Matanya sipit pria itu tampak bereaksi sebentar dengan sedikit melebar, tanda bahwa dia sepertinya kaget dengan apa yang kukatakan. Dengan begini aku semakin tidak mengerti dibuatnya. Siapa dia? Meskipun asing, aku merasa hal tersebut juga tidak sepenuhnya benar. Ada sesuatu juga yang membuatku merasa seperti kami pernah bertemu sebelumnya. Lalu kehadirannya yang tiba-tiba, sangat janggal. Hal inilah yang semakin membuatku takut.
"Sudah larut, biar aku mengantarkanmu pulang."
Ternyata dia menghindari topik utamanya.
"Aku selalu merasa ada yang tidak beres dengan kehadiranmu yang tiba-tiba. Apalagi dengan lamaran, sementara kita ini hanya dua orang asing. Bagaimana mungkin kamu datang melamarku dan Ayah bahkan menerimamu? Sebenarnya kamu ini siapa di hidupku, sampai Ayah rela menyerahkan diriku padamu?"
Setelah cukup lama menyimpan semua kegelisahan ini sendiri, aku rasa ini adalah saat yang tepat untuk mencari tahu apa yang terjadi dan apa yang pria itu inginkan, sehingga aku bisa mengambil keputusan soal lamaran itu.
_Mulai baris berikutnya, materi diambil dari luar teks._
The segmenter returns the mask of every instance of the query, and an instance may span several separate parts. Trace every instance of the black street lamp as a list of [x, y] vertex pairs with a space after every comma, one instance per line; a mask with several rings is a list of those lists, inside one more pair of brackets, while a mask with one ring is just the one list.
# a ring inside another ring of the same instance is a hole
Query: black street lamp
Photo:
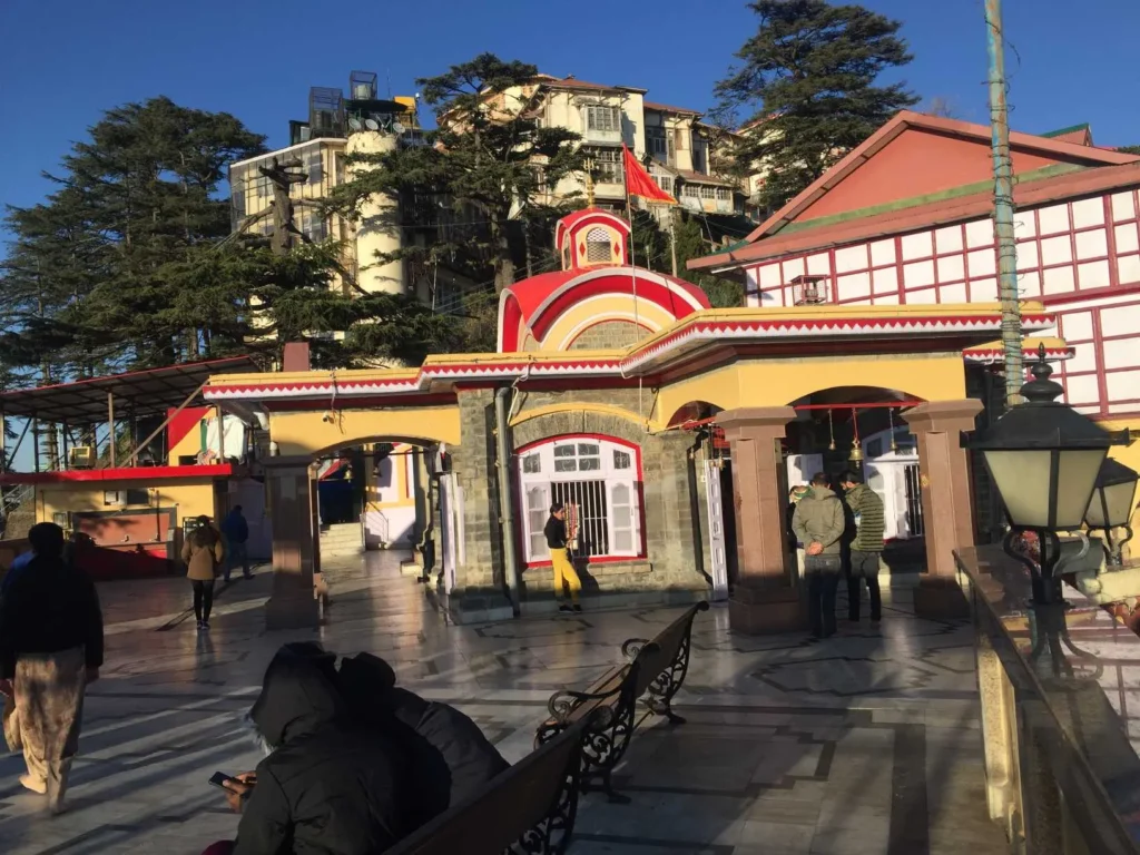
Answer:
[[[1021, 386], [1025, 402], [972, 437], [963, 434], [962, 447], [982, 451], [1009, 516], [1005, 552], [1029, 564], [1034, 602], [1048, 603], [1060, 600], [1060, 579], [1053, 578], [1061, 555], [1057, 532], [1081, 529], [1108, 449], [1130, 440], [1127, 430], [1106, 431], [1054, 400], [1065, 390], [1049, 378], [1044, 345], [1032, 374]], [[1026, 531], [1037, 535], [1039, 562], [1012, 548], [1013, 538]]]
[[[1105, 556], [1110, 564], [1123, 563], [1124, 544], [1132, 539], [1132, 511], [1137, 506], [1137, 481], [1140, 474], [1123, 463], [1106, 459], [1097, 474], [1084, 523], [1105, 532]], [[1124, 529], [1124, 538], [1113, 543], [1113, 529]]]

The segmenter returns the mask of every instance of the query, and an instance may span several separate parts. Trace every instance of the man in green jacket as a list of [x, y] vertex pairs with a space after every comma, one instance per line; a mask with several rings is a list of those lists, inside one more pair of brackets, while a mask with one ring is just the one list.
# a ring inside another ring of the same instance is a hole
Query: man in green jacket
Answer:
[[844, 534], [844, 505], [819, 473], [811, 489], [796, 505], [792, 530], [804, 544], [804, 576], [807, 579], [807, 617], [813, 638], [836, 632], [836, 588], [841, 562], [839, 538]]
[[860, 598], [863, 595], [862, 580], [871, 597], [871, 620], [882, 619], [882, 597], [879, 593], [879, 557], [882, 555], [882, 536], [886, 520], [882, 499], [863, 483], [855, 472], [844, 472], [839, 477], [844, 488], [844, 499], [855, 518], [855, 537], [852, 540], [852, 570], [847, 577], [847, 617], [858, 622]]

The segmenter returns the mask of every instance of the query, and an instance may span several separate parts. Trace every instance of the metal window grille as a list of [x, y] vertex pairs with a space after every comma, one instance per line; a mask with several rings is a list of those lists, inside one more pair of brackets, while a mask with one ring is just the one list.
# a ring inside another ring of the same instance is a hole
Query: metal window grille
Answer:
[[610, 551], [610, 524], [605, 481], [553, 481], [551, 500], [562, 503], [577, 522], [577, 557], [606, 555]]
[[926, 535], [926, 520], [922, 516], [922, 483], [919, 464], [911, 463], [903, 471], [906, 482], [906, 528], [911, 537]]

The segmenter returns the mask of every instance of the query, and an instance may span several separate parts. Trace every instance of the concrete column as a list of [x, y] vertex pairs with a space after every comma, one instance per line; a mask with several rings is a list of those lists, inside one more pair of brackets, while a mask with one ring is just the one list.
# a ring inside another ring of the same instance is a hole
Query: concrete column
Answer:
[[316, 627], [316, 555], [308, 457], [264, 461], [274, 538], [274, 587], [266, 603], [266, 629]]
[[785, 567], [788, 499], [781, 495], [779, 440], [791, 407], [742, 408], [722, 413], [717, 424], [732, 446], [733, 506], [736, 512], [736, 586], [728, 619], [750, 635], [785, 633], [806, 627], [799, 592]]
[[[463, 492], [462, 564], [448, 608], [458, 622], [514, 616], [504, 583], [495, 473], [495, 390], [458, 394], [461, 442], [448, 448]], [[442, 559], [441, 559], [442, 560]]]
[[926, 617], [969, 614], [954, 549], [974, 546], [970, 467], [961, 433], [974, 430], [980, 412], [982, 401], [969, 398], [920, 404], [903, 413], [919, 446], [927, 572], [914, 592], [914, 610]]

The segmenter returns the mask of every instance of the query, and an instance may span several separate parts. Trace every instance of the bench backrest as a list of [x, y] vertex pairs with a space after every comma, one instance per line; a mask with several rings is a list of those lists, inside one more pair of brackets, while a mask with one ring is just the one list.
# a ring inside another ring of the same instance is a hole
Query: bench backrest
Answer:
[[702, 601], [685, 609], [679, 618], [669, 624], [649, 644], [641, 649], [634, 659], [637, 665], [637, 683], [634, 698], [641, 698], [645, 694], [645, 691], [660, 676], [661, 671], [673, 665], [673, 660], [677, 656], [677, 650], [684, 644], [689, 637], [689, 633], [692, 630], [693, 618], [697, 616], [697, 612], [705, 611], [708, 608], [709, 604]]
[[563, 826], [572, 829], [587, 722], [573, 724], [527, 755], [497, 775], [481, 796], [445, 811], [388, 849], [388, 855], [503, 855], [522, 834], [557, 813], [563, 814]]

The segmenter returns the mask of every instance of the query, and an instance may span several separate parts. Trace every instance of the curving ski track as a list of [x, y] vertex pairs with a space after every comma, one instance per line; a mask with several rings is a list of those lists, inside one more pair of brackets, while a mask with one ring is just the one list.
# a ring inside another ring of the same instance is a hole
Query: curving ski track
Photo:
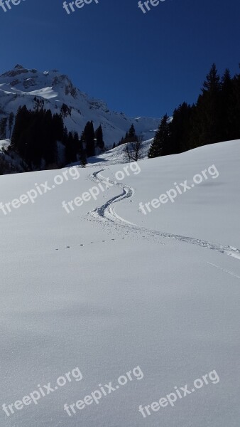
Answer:
[[[97, 183], [106, 183], [107, 178], [104, 178], [101, 175], [101, 172], [104, 170], [104, 169], [102, 169], [97, 172], [94, 172], [93, 174], [91, 174], [91, 175], [89, 176], [89, 179], [92, 181], [94, 181], [94, 182]], [[193, 237], [187, 237], [185, 236], [179, 236], [178, 234], [163, 233], [161, 231], [158, 231], [156, 230], [152, 230], [151, 228], [146, 228], [144, 227], [141, 227], [140, 226], [131, 223], [124, 219], [124, 218], [121, 218], [121, 216], [117, 215], [117, 214], [116, 214], [114, 211], [114, 204], [118, 201], [120, 201], [121, 200], [124, 200], [125, 199], [129, 199], [129, 197], [131, 197], [133, 194], [133, 189], [126, 184], [122, 184], [116, 181], [112, 181], [109, 180], [109, 182], [120, 187], [122, 189], [122, 192], [118, 196], [115, 196], [112, 199], [108, 200], [102, 206], [96, 208], [95, 209], [89, 212], [89, 214], [91, 215], [92, 218], [94, 218], [95, 219], [98, 219], [100, 221], [111, 221], [114, 224], [119, 225], [121, 227], [127, 227], [133, 231], [140, 231], [141, 233], [144, 233], [145, 235], [148, 235], [148, 236], [151, 237], [155, 237], [156, 236], [158, 236], [160, 237], [173, 238], [178, 241], [185, 242], [186, 243], [190, 243], [192, 245], [197, 245], [198, 246], [207, 248], [208, 249], [212, 249], [217, 252], [220, 252], [221, 253], [224, 253], [225, 255], [228, 255], [238, 260], [240, 260], [240, 250], [233, 246], [221, 245], [219, 243], [214, 243], [212, 242], [209, 242], [207, 241], [204, 241]], [[153, 233], [154, 233], [154, 236], [153, 236]]]

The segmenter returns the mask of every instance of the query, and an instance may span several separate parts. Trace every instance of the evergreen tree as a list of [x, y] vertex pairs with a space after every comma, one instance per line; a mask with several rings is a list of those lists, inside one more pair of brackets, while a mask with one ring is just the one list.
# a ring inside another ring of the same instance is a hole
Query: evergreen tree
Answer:
[[95, 137], [97, 139], [96, 145], [99, 147], [101, 149], [104, 148], [105, 144], [103, 139], [103, 133], [102, 133], [102, 125], [99, 126], [95, 132]]
[[11, 130], [13, 125], [14, 115], [11, 112], [9, 117], [9, 139], [11, 139]]
[[85, 143], [87, 157], [91, 157], [95, 154], [94, 130], [93, 122], [87, 122], [83, 131], [83, 139]]
[[148, 151], [148, 158], [158, 157], [168, 154], [170, 141], [170, 125], [168, 115], [162, 118]]
[[191, 144], [200, 147], [221, 140], [221, 81], [215, 64], [211, 67], [198, 97]]
[[6, 138], [7, 117], [2, 117], [0, 120], [0, 139]]

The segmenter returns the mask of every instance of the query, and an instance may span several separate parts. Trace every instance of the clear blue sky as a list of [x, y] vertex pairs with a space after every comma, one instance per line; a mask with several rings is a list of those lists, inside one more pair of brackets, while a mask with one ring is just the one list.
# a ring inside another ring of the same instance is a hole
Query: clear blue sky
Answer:
[[[67, 1], [68, 2], [68, 1]], [[132, 116], [160, 117], [196, 100], [211, 64], [240, 62], [239, 0], [94, 0], [70, 15], [62, 0], [0, 8], [0, 73], [57, 68], [81, 90]]]

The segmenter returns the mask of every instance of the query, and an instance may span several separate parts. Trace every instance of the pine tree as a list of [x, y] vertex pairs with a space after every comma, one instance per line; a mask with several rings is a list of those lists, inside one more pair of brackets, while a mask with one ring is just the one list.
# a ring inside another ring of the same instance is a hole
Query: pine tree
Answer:
[[99, 147], [101, 149], [104, 148], [105, 144], [103, 139], [103, 132], [102, 125], [99, 126], [95, 132], [95, 137], [97, 139], [96, 145]]
[[91, 157], [95, 154], [94, 130], [93, 122], [87, 122], [83, 131], [83, 139], [85, 143], [87, 157]]
[[0, 139], [6, 139], [7, 122], [7, 117], [2, 117], [0, 120]]
[[12, 130], [12, 127], [13, 125], [13, 120], [14, 120], [14, 115], [13, 112], [11, 112], [9, 117], [9, 139], [11, 139], [11, 130]]
[[170, 140], [169, 117], [165, 114], [162, 118], [153, 141], [148, 151], [148, 158], [158, 157], [168, 154]]
[[221, 140], [221, 81], [215, 64], [211, 67], [194, 115], [192, 144], [196, 147]]

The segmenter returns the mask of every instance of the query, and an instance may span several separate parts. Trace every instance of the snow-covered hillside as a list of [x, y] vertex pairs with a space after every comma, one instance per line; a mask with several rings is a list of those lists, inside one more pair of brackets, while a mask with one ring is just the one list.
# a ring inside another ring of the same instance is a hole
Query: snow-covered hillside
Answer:
[[88, 120], [94, 127], [102, 125], [107, 146], [118, 143], [133, 123], [137, 134], [147, 139], [154, 136], [160, 119], [128, 117], [123, 112], [109, 110], [104, 101], [90, 97], [72, 83], [69, 77], [57, 70], [40, 72], [22, 65], [0, 75], [0, 117], [11, 112], [16, 112], [20, 105], [33, 109], [36, 100], [44, 101], [44, 107], [53, 113], [60, 113], [63, 103], [71, 109], [71, 115], [65, 118], [68, 130], [80, 134]]
[[239, 140], [0, 176], [6, 211], [47, 190], [0, 209], [1, 426], [239, 427]]

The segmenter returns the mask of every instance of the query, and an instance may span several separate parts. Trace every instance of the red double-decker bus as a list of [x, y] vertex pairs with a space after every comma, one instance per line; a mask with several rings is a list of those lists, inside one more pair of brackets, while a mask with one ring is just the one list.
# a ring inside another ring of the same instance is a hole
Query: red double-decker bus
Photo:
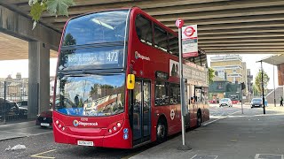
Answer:
[[[138, 7], [64, 28], [55, 82], [56, 142], [132, 148], [181, 131], [177, 34]], [[187, 127], [209, 119], [208, 72], [184, 61]]]

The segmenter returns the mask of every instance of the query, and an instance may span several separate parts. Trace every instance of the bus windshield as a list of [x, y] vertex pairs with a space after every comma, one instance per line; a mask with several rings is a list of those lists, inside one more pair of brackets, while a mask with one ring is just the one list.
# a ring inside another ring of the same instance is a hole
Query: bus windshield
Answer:
[[71, 19], [62, 46], [123, 42], [128, 10], [96, 12]]
[[124, 73], [59, 73], [55, 110], [69, 116], [102, 117], [124, 111]]

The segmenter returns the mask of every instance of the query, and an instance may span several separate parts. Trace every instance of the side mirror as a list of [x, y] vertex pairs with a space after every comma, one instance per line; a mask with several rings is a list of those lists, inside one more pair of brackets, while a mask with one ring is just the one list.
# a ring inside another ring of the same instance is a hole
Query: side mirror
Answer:
[[127, 75], [127, 88], [134, 89], [134, 84], [135, 84], [135, 75], [134, 74]]

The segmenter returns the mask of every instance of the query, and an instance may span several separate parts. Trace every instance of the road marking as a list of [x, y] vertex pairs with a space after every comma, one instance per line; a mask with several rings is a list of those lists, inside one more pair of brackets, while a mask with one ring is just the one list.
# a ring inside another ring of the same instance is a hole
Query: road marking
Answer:
[[27, 129], [27, 128], [34, 128], [34, 127], [38, 127], [38, 126], [28, 126], [28, 127], [23, 127], [23, 128], [20, 128], [20, 129], [6, 129], [7, 131], [12, 131], [12, 130], [22, 130], [22, 129]]
[[267, 155], [267, 157], [269, 157], [269, 158], [272, 158], [274, 156], [276, 158], [284, 159], [283, 155], [278, 155], [278, 154], [256, 154], [255, 159], [264, 159], [264, 158], [263, 158], [264, 156], [261, 156], [262, 158], [259, 158], [259, 155]]
[[43, 156], [43, 155], [40, 155], [46, 154], [46, 153], [49, 153], [49, 152], [52, 152], [52, 151], [55, 151], [55, 150], [56, 149], [51, 149], [51, 150], [49, 150], [49, 151], [45, 151], [45, 152], [42, 152], [42, 153], [39, 153], [39, 154], [36, 154], [36, 155], [31, 155], [31, 157], [54, 159], [55, 157]]
[[8, 132], [8, 131], [0, 131], [0, 132], [7, 132], [7, 133], [16, 133], [16, 134], [21, 134], [21, 135], [28, 135], [28, 133], [20, 133], [20, 132]]
[[218, 155], [195, 155], [190, 159], [217, 159]]
[[202, 125], [207, 125], [212, 124], [212, 123], [217, 122], [217, 121], [218, 121], [218, 120], [220, 120], [220, 119], [222, 119], [222, 118], [228, 117], [229, 116], [232, 116], [232, 115], [236, 114], [236, 113], [241, 112], [241, 110], [238, 110], [238, 111], [235, 111], [235, 112], [233, 112], [233, 113], [228, 114], [227, 116], [222, 117], [220, 117], [220, 118], [217, 118], [217, 119], [215, 119], [215, 120], [212, 120], [212, 121], [204, 123], [204, 124], [202, 124]]
[[28, 136], [37, 136], [37, 135], [42, 135], [42, 134], [52, 133], [52, 132], [53, 132], [53, 131], [51, 131], [51, 132], [41, 132], [41, 133], [30, 134]]

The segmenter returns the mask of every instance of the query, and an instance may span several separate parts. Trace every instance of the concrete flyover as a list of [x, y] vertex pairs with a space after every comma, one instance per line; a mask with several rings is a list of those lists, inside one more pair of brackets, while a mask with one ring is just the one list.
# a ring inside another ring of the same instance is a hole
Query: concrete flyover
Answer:
[[[26, 15], [28, 0], [2, 0]], [[282, 0], [75, 0], [69, 16], [111, 8], [138, 6], [177, 31], [175, 20], [198, 24], [199, 46], [207, 54], [278, 54], [284, 50]], [[67, 17], [43, 13], [43, 24], [61, 32]]]

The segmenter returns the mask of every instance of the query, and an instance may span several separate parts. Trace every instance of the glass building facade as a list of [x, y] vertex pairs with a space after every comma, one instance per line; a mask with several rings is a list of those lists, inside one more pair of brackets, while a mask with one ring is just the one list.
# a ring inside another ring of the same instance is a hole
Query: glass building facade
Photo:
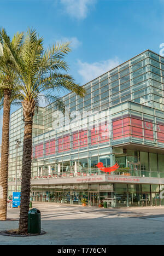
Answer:
[[[85, 197], [88, 205], [106, 200], [114, 207], [162, 204], [163, 79], [164, 58], [147, 50], [84, 85], [84, 98], [63, 97], [65, 116], [54, 103], [39, 108], [33, 123], [32, 199], [81, 204]], [[15, 140], [22, 142], [23, 135], [20, 109], [11, 117], [9, 194], [15, 189], [16, 159], [20, 189], [22, 145], [17, 151]], [[124, 183], [104, 180], [109, 176], [98, 168], [99, 162], [107, 167], [118, 163], [110, 177], [125, 177]], [[139, 177], [139, 184], [134, 178], [126, 182], [127, 176]]]

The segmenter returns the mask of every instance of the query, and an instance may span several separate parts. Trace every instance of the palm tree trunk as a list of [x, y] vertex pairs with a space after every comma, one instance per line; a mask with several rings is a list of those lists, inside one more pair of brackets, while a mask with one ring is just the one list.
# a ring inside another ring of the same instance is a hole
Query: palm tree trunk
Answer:
[[21, 234], [27, 234], [28, 213], [31, 191], [32, 124], [34, 112], [34, 104], [24, 101], [22, 102], [22, 106], [25, 130], [22, 167], [21, 210], [19, 231]]
[[11, 90], [4, 89], [0, 171], [0, 220], [5, 220], [7, 212], [8, 159]]

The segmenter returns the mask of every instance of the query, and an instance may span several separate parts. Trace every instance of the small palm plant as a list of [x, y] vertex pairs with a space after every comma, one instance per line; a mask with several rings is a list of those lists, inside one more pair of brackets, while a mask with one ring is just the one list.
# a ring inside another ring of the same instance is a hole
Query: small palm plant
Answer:
[[46, 102], [55, 102], [58, 108], [64, 109], [64, 103], [58, 96], [61, 90], [68, 90], [83, 97], [85, 90], [75, 83], [67, 74], [68, 66], [64, 60], [71, 51], [69, 43], [58, 43], [44, 50], [43, 38], [34, 30], [28, 29], [22, 44], [21, 56], [9, 46], [14, 59], [19, 84], [17, 97], [23, 98], [25, 122], [23, 147], [21, 210], [19, 232], [28, 230], [28, 213], [31, 190], [33, 118], [40, 97]]

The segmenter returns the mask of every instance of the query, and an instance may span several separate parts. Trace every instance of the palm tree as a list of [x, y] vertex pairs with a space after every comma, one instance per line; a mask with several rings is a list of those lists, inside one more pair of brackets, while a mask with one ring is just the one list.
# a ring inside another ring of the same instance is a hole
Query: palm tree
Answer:
[[48, 103], [55, 102], [58, 108], [63, 109], [63, 103], [57, 96], [61, 90], [68, 90], [81, 97], [85, 95], [85, 90], [67, 74], [68, 66], [64, 57], [71, 51], [69, 44], [57, 43], [44, 50], [43, 38], [39, 37], [35, 30], [28, 29], [24, 40], [21, 57], [8, 47], [15, 60], [19, 76], [19, 96], [24, 98], [22, 105], [25, 127], [19, 229], [21, 234], [27, 234], [28, 230], [33, 118], [39, 98], [44, 97]]
[[16, 84], [15, 81], [16, 74], [13, 71], [14, 63], [5, 42], [7, 42], [13, 52], [19, 54], [22, 37], [22, 33], [17, 33], [11, 41], [5, 30], [0, 28], [0, 100], [1, 107], [3, 107], [0, 174], [1, 220], [5, 220], [7, 219], [10, 106], [13, 100], [15, 99], [14, 84], [15, 83]]

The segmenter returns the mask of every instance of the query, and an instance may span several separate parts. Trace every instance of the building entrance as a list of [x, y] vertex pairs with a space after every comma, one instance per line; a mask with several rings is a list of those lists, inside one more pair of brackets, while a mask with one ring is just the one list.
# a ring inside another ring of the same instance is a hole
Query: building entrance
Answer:
[[91, 206], [98, 206], [98, 193], [97, 192], [90, 192], [89, 193], [89, 202]]

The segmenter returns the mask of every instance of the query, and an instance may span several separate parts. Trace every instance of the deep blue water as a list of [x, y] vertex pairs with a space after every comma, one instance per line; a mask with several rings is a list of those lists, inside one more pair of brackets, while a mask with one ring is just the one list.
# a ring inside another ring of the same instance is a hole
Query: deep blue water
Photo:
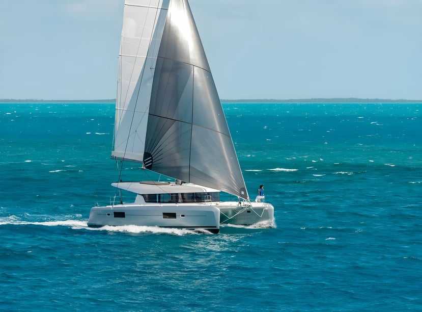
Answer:
[[0, 310], [422, 310], [422, 103], [223, 107], [275, 228], [89, 228], [114, 106], [0, 104]]

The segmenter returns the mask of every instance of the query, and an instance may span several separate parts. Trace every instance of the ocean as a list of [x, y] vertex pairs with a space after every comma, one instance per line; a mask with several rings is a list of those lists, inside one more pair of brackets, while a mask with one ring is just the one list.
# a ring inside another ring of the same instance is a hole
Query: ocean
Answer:
[[88, 228], [114, 105], [0, 104], [0, 310], [422, 310], [422, 103], [223, 106], [273, 227]]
Aku harus mendapatkan kejelasan darinya.
"Kamu tidak akan menjawab pertanyaanku?" tanyaku lagi ketika pria tanpa ekspresi itu masih diam dan mengalihkan tatapannya ke arah lain. "Kalau begitu, jawaban saya sudah jelas untuk lamaran Anda waktu itu. Saya—"
"Seseorang yang kamu cintai."
Kali ini aku yang terdiam di tempat. Aku pikir dia sedang bercanda atau apa, sehingga aku hendak menertawakan dengan keras. Namun saat melihat iris hitamnya yang tertuju padaku itu menegaskan kalau dia serius dengan apa yang diucapkannya barusan, aku hanya mampu mematung.
"Bagaimana jika aku adalah seseorang yang kau cintai?" ujarnya lagi.
Baik. Walaupun sebenarnya aku yang mengalami gangguan mental, tetapi sepertinya pria itulah yang sudah gila.